Not all identifier schemes are unambiguous in declaring which identifier refers to an information resource and which to a physical object or abstract concept or event. For instance, an identifier referencing a photo of an eagle on a tree could be identifying the digital photo itself, a photographic print that was later scanned, a reference to the eagle as a physical specimen stored in a museum, the event of capturing the image, or a reference to an individual eagle that exists in nature. Distinguishing concepts such as “digital media”, “print media”, “individual”, and “specimen” is not trivial and ultimately relies on attaching formal descriptions from a biodiversity or biocollections ontology to the identified object. We encourage the use of the Darwin Core Basis Of Record term (http://rs.tdwg.org/dwc/terms/basisOfRecord) to describe the exact nature of the resource. There is a current proposal for tying values for the Basis Of Record term to ontology sources in the Biological Collections Ontology (Walls et al. 2014, Deck et al. in press) which will greatly help in clarifying the concepts underlying identified objects and their downstream use.

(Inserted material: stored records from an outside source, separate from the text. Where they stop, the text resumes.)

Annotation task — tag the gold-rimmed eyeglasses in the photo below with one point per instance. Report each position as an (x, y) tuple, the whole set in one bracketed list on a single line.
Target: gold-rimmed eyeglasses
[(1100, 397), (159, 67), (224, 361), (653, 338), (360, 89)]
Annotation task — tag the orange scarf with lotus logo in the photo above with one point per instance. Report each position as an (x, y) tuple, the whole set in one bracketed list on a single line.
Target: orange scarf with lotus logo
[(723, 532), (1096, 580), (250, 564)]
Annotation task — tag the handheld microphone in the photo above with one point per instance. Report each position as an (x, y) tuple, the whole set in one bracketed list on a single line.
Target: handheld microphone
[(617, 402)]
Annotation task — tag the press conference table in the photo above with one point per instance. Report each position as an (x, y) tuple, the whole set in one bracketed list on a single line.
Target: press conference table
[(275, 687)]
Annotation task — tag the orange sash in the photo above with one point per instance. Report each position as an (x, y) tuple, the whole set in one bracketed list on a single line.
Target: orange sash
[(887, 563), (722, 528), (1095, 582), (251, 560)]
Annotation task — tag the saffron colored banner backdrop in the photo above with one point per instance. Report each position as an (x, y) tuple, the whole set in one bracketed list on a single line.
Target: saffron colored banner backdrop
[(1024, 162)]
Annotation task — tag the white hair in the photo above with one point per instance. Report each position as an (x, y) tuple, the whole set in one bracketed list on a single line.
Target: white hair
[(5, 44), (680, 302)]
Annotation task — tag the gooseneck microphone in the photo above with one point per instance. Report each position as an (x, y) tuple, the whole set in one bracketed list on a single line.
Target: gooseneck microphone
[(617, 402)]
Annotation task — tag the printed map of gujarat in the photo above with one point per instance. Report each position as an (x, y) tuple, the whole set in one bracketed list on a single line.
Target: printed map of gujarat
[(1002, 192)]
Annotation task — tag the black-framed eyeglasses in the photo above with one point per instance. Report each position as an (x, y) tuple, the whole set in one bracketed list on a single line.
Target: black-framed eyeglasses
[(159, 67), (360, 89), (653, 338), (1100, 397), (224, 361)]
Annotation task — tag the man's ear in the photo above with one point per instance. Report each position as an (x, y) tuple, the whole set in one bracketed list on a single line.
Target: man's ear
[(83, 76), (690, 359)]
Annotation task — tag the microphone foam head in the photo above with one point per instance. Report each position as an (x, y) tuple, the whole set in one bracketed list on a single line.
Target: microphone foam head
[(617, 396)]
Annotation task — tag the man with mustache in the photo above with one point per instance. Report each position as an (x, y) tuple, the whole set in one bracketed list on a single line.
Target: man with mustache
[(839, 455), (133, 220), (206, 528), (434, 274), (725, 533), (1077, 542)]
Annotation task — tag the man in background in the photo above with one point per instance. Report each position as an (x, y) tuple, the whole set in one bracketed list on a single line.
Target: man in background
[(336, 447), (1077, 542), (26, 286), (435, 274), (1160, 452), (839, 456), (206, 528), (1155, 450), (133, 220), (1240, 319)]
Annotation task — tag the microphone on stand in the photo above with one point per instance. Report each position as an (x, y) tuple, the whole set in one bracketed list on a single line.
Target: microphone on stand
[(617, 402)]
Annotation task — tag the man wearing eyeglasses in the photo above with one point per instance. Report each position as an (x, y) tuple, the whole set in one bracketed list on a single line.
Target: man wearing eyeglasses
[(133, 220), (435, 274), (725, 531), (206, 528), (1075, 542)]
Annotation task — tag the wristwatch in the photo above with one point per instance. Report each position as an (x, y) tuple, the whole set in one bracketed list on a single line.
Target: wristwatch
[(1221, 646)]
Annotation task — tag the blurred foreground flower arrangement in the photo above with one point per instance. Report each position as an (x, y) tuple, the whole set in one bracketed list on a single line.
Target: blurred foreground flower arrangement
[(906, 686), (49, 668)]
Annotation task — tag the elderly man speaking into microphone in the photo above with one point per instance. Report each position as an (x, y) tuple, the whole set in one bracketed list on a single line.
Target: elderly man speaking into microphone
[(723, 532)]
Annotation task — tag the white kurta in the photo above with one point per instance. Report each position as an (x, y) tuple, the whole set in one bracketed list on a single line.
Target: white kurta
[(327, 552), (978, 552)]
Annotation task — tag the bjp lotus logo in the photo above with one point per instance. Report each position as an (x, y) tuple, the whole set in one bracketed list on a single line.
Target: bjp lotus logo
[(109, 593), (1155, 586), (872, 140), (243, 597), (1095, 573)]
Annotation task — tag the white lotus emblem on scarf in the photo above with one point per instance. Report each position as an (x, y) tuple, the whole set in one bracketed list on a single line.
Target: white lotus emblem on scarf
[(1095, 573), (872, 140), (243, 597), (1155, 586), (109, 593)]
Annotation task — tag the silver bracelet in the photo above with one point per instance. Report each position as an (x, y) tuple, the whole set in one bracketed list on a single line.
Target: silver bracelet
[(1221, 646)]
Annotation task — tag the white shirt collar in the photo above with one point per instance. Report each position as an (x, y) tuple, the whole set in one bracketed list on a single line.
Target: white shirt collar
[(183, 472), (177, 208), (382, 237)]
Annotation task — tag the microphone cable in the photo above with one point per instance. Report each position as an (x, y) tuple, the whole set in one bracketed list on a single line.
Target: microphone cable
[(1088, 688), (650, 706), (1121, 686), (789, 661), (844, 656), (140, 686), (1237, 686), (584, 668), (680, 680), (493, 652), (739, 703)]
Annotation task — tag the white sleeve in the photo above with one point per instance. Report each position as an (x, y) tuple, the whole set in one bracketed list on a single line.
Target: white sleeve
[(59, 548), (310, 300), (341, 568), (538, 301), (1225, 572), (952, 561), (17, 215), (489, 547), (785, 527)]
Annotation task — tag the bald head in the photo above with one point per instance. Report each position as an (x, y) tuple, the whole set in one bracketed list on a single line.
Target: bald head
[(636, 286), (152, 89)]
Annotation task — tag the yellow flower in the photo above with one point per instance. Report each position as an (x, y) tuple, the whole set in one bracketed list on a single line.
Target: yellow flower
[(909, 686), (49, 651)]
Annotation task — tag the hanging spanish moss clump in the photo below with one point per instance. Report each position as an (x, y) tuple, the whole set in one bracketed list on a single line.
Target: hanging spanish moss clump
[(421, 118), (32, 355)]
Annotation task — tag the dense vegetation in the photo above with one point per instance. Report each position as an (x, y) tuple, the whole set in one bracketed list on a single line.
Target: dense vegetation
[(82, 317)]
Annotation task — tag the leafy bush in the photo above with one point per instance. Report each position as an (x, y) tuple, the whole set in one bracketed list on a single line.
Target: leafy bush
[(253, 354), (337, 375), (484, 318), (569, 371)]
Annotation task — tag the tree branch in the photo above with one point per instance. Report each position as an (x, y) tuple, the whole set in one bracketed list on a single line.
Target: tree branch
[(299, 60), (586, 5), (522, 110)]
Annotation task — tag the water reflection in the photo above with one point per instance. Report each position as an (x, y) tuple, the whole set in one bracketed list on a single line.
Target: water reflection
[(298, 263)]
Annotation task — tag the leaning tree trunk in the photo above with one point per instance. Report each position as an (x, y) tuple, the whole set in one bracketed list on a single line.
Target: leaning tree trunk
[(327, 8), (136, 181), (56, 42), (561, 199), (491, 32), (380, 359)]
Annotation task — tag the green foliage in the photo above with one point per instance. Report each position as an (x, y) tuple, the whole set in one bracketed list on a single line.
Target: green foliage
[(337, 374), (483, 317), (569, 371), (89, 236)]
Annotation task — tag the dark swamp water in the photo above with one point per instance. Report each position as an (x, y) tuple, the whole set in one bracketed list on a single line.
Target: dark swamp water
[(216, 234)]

Standardizing Identifier Metadata Requests & Responses

Various identifier schemes behave differently when posting requests and receiving responses; standardized responses are urgently needed. An important example is the standardized content negotiation behavior in the semantic web; other examples are the unified content negotiation by CrossRef and DataCite (http://crosstech.crossref.org/2012/05/crossref_and_datacite_unify_su.html). Identifier metadata can be requested from the service provider not only using Linked Data patterns (which a user cannot do with just a web browser), but also by manipulating the URL endpoint directly, such as URL inflections (https://wiki.ucop.edu/display/Curation/ARK), alternate resolution prefixes, 303 re-directs or hashtags to denote physical objects, or parameter specification in the URL query string. The EZID system provides the ability to deliver DataCite, Dublin Core, CrossRef, or Dublin Core kernel (http://dublincore.org/groups/kernel/spec/) metadata profiles. A strong recommendation is to create a biodiversity metadata profile to complement these existing profiles.

Policy and Contracts

What intention goes into the creation of an identifier, including any contracts and technical specifications? The policies of identifier assigning authority provide information about the expectation of commitment, longevity, use, and re-use. Some identifier schemes require membership and fees in order to create identifiers while others are open and free. Some schemes mandate use of a particular table lookup technology while others do not. Each scheme has its unique history, community, and conditions of use (as described in more detail in Table 2). Whatever method is used for creating the identifier, it should be publicized explicitly by the identifier authority. Consumers need to know about the persistence mission of the agency and any potential contracts implied by use of the identifier.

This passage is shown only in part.